1) Field of the Invention
The present invention relates to an electrophotographic recording apparatus such as a copying machine, a laser printer or the like, and in particular, relates to an improvement of such an electrophotographic recording apparatus in which a one-component developer is used for recording an image.
2) Description of the Related Art
In an electrophotographic recording apparatus, the following processes are typically carried out:
a) a uniform distribution of electrical charges is produced on a surface of an electrostatic latent image carrying body;
b) an electrostatic latent image is formed on a charged area of the body surface by an optical writing means such as a laser beam scanner, an optical projector or the like;
c) the latent image is developed as a visible image with a developer or toner, which is electrically charged to be electrostatically adhered to the latent image zone;
d) the developed toner image is elect ostatically transferred from the body to a sheet of paper; and
e) the transferred toner image is fixed on the sheet of paper by a toner image fixing means such as a heat roller.
Typically, the electrostatic latent image carrying body may be an electrophotographic photoreceptor, usually formed as a drum and called a photosensitive drum, having a cylindrical conductive substrate and a photoconductive insulating film bonded to a cylindrical surface thereof.
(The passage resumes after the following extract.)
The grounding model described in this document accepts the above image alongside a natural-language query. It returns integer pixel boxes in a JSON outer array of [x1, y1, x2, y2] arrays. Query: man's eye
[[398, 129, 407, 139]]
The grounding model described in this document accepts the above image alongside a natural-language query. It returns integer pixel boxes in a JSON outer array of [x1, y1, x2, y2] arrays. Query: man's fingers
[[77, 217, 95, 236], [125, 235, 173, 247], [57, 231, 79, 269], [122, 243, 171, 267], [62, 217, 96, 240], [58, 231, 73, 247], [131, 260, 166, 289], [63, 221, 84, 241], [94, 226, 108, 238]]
In general, the charged area on the drum is produced by an electric discharger such as a corona discharger, and this type of discharger is also used for the transfer of the developed toner image from the drum to the paper.
As one type of developer, a two-component developer, which is well known, is composed of a toner component (colored fine synthetic resin particles) and a magnetic component (magnetic fine carriers). Note, typically the toner particles have an average diameter of about 10 μm, and the magnetic carriers have a diameter ten times larger than the average diameter of the toner particles. Usually, a developing device using this type developer includes a vessel for holding the two-component developer, wherein the developer is agitated by an agitator provided therein. This agitation causes the toner particles and the magnetic carriers to be subjected to triboelectrification, whereby the toner particles are electrostatically adhered to each of the magnetic carriers. The developing device also includes a magnetic roller provided within the vessel as a developing roller in such a manner that a portion of the magnetic roller is exposed therefrom and faces the surface of the photosensitive drum. The magnetic carriers with the toner particles are magnetically adhered to the surface of the magnetic roller to form a magnetic brush therearound, and by rotating the magnetic roller carrying the magnetic brush, the toner particles are brought to the surface of the drum for the development of the electrostatic latent image formed thereon.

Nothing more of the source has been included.